Nope. No danger to the general public there! Good grief. Why Homeland Security is fudging the facts the following morning is a mystery to me. I mean, wouldn't their 'experts' know which of these ammonia compounds is explosive and which is not? Timothy McVeigh knew the difference, obviously. Lots and lots of other people do too.
I'd hate to think that DHS would deliberately lie to the public about this incident, but the fact is they are not telling the truth. Surely it couldn't have anything remotely to do with how this factory has steadfastly presented itself to the public it has now devastated as "No Danger To The General Public." It's been there for 40 years. That was BEFORE the town allowed a school, a nursing home and an apartment complex to be built right damned next to it.
I don't know and wouldn't hazard a guess as to whether this disaster was somehow deliberate (arson?) or the supposedly "controlled burn of loose pellets" I've also seen reported this morning. Which is also bullshit, for many other reasons. But this stuff is NOT that difficult to figure out, and officials of Texas and DHS and OSHA and whatever negligent regulatory agencies are out there can do a Google as easily as I can. They are lying about the disaster at this point in time, were not lying about it within just a couple of hours of the explosion last night.

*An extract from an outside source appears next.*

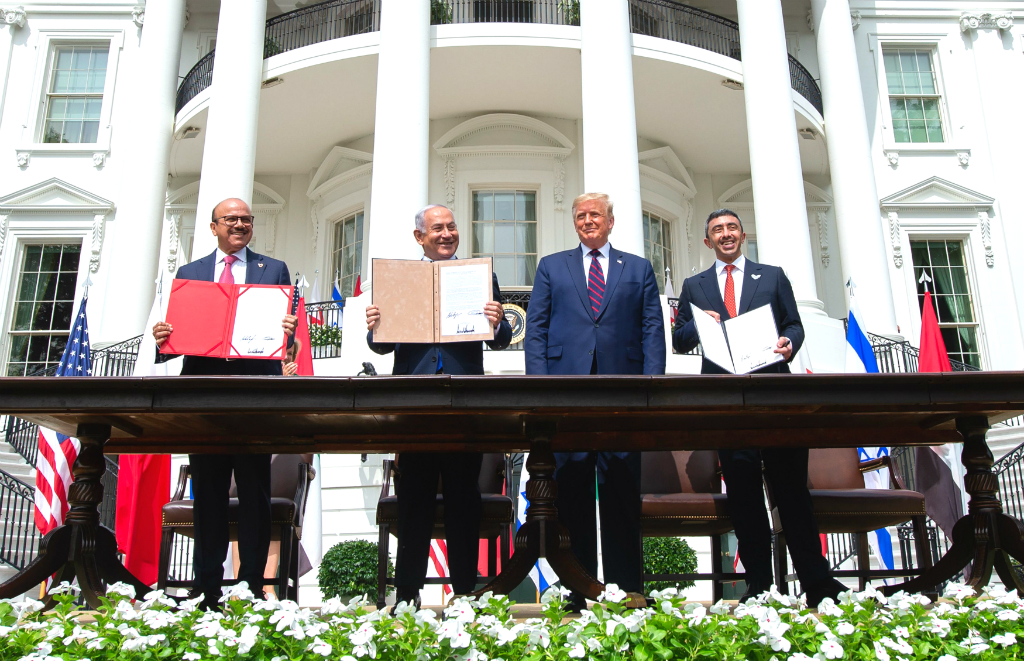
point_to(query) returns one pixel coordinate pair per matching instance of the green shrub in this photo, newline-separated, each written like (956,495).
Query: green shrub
(668,556)
(349,569)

Why is that? I mean, it's not like people don't know or can't find out about "fertilizer bombs" and how they've been put to bad use over the years. These lies are transparent mumbo-jumbo as totally UNscientific as claims that GW isn't real or the earth is 6,000 years old. Religion does not trump chemistry. This is chemistry.
WTF is going on??!?
UPDATE 4/19: NBC News Reports today that the West Fertilizer distribution center reported to the state in February that it was storing 270 tons of ammonium nitrate fertilizer on site, along with "up to" 110,000 pounds [55 tons] of liquid anhydrous ammonia in its tanks.

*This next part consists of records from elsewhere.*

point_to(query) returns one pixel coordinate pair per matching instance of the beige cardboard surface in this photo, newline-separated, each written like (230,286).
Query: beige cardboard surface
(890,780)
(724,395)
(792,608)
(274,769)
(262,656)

Also, the report notes that this facility did not produce fertilizer, it merely stockpiled fertilizers for distribution to area farmers, and had a workforce of 8 people, no nighttime security, and no safety systems installed. First responders in the town had apparently not been told that there was AN fertilizer on site, they believed the less volatile liquid anhydrous ammonia was the most dangerous substance at the warehouse.
The company had insisted nothing at the plant presented fire or explosive hazard, described their "worst case scenario" as total release of one anhydrous ammonia tank as gas (which is poisonous) over a 10 minute period, indicating how quickly liquid anhydrous ammonia transitions from pressurized liquid to lighter than air gas.
For comparison purposes, Timothy McVeigh totalled the Murrah federal office building in Oklahoma City with 3 1/4 tons of AN fertilizer mixed with fuel oil in a rental truck. 270 tons is considerably more.